Os ministros das Relações Exteriores do BRICS se reuniram em Nova Delhi, na Índia, nesta quinta-feira (14), em um encontro marcado pela **escalada da guerra no Oriente Médio** e pelos **impactos da crise do petróleo** na economia global. A reunião acontece em um cenário de alta tensão internacional, com conflitos envolvendo Israel, Estados Unidos e Irã, além da instabilidade em rotas marítimas cruciais para o transporte de energia.
O chanceler brasileiro, Mauro Vieira, esteve presente nas discussões. A instabilidade no Golfo Pérsico, especialmente após o bloqueio do Estreito de Ormuz, uma das principais vias de transporte de petróleo do mundo, adiciona uma camada extra de complexidade ao cenário. A situação afeta diretamente países dependentes da importação de energia, como a própria Índia.
O ministro das Relações Exteriores da Índia, Subrahmanyam Jaishankar, ressaltou que o cenário internacional vive um período de “considerável transformação”. Ele destacou que conflitos, incertezas econômicas e desafios em comércio, tecnologia e clima estão moldando o panorama global. Há uma expectativa crescente, segundo ele, de que o BRICS desempenhe um papel “construtivo e estabilizador”, especialmente entre as nações emergentes e em desenvolvimento.
Expansão do BRICS e divergências internas em pauta
Criado em 2009 pelo Brasil, Rússia, Índia, China e África do Sul, o BRICS evoluiu para um fórum de articulação entre grandes economias emergentes. Recentemente, o bloco se expandiu, incluindo países como Irã, Arábia Saudita e Emirados Árabes Unidos.
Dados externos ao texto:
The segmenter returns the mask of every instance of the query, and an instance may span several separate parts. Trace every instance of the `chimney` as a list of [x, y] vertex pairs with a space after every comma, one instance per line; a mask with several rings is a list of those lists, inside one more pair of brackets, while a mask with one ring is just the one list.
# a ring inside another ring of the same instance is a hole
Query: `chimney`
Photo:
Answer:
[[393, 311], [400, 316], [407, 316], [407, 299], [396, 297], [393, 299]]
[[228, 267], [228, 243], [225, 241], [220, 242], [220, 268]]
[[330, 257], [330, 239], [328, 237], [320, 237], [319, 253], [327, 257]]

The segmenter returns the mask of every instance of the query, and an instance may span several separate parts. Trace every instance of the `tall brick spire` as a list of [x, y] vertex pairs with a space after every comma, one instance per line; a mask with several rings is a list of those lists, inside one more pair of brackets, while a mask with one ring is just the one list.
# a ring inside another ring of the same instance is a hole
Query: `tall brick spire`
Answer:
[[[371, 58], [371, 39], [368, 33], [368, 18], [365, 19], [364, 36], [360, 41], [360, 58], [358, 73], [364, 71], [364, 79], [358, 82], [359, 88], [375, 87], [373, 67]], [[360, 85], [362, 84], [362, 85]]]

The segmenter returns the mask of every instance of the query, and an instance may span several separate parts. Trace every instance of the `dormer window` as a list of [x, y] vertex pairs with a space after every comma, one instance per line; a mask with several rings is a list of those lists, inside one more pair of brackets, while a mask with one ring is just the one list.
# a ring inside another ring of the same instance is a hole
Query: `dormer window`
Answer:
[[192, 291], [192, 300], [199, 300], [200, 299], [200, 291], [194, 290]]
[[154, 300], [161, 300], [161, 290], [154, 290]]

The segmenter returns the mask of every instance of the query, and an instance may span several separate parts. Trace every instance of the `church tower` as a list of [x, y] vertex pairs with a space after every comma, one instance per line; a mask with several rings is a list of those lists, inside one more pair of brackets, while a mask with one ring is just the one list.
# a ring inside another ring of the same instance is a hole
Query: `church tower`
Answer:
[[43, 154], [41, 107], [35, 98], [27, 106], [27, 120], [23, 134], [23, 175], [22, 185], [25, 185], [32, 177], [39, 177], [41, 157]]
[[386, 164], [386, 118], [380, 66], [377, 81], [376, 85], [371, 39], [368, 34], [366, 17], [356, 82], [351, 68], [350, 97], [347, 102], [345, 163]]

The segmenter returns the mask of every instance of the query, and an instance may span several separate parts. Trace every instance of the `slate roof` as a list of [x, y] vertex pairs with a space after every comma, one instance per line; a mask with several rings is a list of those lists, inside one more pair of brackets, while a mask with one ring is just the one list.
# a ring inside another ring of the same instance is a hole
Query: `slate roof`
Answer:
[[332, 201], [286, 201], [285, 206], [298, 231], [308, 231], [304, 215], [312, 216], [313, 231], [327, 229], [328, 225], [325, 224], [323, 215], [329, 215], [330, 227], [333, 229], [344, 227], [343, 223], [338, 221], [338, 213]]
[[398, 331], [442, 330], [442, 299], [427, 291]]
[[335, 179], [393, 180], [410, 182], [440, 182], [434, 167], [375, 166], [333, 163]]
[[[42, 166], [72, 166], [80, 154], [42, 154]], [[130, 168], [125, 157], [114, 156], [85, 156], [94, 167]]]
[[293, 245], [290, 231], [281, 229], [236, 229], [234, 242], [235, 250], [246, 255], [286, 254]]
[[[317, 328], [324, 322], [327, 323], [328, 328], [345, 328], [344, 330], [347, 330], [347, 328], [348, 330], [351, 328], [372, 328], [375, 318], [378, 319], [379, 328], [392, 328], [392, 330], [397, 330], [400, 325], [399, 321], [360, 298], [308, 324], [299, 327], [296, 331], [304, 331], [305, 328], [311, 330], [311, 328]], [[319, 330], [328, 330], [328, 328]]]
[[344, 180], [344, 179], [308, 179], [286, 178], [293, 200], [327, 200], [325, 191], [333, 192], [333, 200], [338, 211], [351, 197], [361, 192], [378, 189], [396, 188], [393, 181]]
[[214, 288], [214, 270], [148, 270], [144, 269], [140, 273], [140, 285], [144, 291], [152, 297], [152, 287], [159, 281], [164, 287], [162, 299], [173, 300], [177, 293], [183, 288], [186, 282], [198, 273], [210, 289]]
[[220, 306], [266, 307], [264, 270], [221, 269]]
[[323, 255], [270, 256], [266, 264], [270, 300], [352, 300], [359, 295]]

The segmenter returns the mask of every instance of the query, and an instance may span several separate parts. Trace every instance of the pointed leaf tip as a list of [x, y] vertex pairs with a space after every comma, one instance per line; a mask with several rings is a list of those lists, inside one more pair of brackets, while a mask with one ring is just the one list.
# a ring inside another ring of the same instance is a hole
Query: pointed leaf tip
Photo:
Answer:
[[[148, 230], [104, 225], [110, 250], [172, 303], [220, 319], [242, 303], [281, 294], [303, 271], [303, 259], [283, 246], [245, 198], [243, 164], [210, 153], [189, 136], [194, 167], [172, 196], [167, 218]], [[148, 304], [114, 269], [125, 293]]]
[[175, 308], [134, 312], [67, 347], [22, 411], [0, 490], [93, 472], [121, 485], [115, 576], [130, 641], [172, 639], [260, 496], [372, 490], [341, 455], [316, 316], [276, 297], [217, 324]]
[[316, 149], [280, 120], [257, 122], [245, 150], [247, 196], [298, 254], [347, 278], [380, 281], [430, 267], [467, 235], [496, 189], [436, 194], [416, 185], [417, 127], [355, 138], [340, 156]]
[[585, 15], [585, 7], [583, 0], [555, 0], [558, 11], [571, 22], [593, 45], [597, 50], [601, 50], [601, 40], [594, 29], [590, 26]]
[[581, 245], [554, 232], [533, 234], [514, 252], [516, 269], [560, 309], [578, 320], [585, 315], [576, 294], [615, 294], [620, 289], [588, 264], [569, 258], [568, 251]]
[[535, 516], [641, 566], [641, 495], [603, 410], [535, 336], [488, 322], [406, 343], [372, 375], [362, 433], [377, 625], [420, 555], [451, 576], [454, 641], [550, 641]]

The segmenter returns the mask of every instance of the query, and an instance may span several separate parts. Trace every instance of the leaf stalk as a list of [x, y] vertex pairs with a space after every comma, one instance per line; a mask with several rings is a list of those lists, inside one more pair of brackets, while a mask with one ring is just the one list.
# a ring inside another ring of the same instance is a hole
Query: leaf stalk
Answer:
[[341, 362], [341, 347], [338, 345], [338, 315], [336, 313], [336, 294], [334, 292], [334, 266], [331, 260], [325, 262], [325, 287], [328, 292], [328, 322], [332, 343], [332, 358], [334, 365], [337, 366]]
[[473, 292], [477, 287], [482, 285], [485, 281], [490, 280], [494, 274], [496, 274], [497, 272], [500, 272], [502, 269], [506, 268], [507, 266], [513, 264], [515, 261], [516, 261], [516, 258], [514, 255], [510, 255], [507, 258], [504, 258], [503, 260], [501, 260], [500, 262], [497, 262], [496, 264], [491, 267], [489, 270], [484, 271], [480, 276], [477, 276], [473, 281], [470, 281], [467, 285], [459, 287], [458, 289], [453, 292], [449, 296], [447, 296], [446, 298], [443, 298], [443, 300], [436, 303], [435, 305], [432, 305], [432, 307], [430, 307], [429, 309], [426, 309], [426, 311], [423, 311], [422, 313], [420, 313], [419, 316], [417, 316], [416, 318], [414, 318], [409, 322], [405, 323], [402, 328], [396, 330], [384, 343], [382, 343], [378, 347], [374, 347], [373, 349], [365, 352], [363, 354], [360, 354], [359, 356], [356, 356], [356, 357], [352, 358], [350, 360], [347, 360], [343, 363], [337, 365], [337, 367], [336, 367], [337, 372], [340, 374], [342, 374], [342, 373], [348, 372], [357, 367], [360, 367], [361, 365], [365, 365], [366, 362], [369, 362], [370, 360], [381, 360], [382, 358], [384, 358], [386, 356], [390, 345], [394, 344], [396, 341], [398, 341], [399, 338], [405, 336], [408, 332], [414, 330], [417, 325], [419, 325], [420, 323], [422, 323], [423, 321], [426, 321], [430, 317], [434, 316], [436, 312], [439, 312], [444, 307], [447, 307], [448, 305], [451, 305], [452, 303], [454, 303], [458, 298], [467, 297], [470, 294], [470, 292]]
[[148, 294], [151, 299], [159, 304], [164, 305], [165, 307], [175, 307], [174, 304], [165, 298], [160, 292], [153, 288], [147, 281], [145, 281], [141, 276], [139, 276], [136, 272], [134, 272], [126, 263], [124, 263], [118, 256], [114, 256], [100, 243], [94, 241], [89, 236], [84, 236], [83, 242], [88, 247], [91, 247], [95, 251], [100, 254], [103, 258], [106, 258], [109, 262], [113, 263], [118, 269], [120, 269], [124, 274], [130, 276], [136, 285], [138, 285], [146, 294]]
No entanto, essa ampliação tem gerado **divergências internas**, particularmente em relação a temas do Oriente Médio, onde países como Irã e Arábia Saudita se encontram em lados opostos de conflitos regionais.
Impactos da crise do petróleo e volatilidade nos mercados
A volatilidade nos preços do petróleo e do gás, impulsionada pelas tensões no Golfo, aumenta a pressão sobre as economias que dependem da importação de energia. A Índia, por exemplo, obtém **quase metade do seu petróleo bruto** por meio do Estreito de Ormuz e também depende dessa rota para a importação de fertilizantes. A participação de figuras como o chanceler russo, Sergei Lavrov, e o ministro iraniano Abbas Araghchi, sublinha a importância desses temas para o bloco.
Futuro do bloco e incertezas sobre declaração conjunta
Diante das divisões internas, especialmente sobre o Oriente Médio, diplomatas avaliam que a reunião em Nova Delhi pode **não resultar em uma declaração conjunta** do BRICS. A capacidade do bloco de apresentar uma frente unida em questões tão sensíveis e de grande impacto global, como a crise do petróleo e a guerra no Oriente Médio, é um dos principais pontos de atenção deste encontro em solo indiano.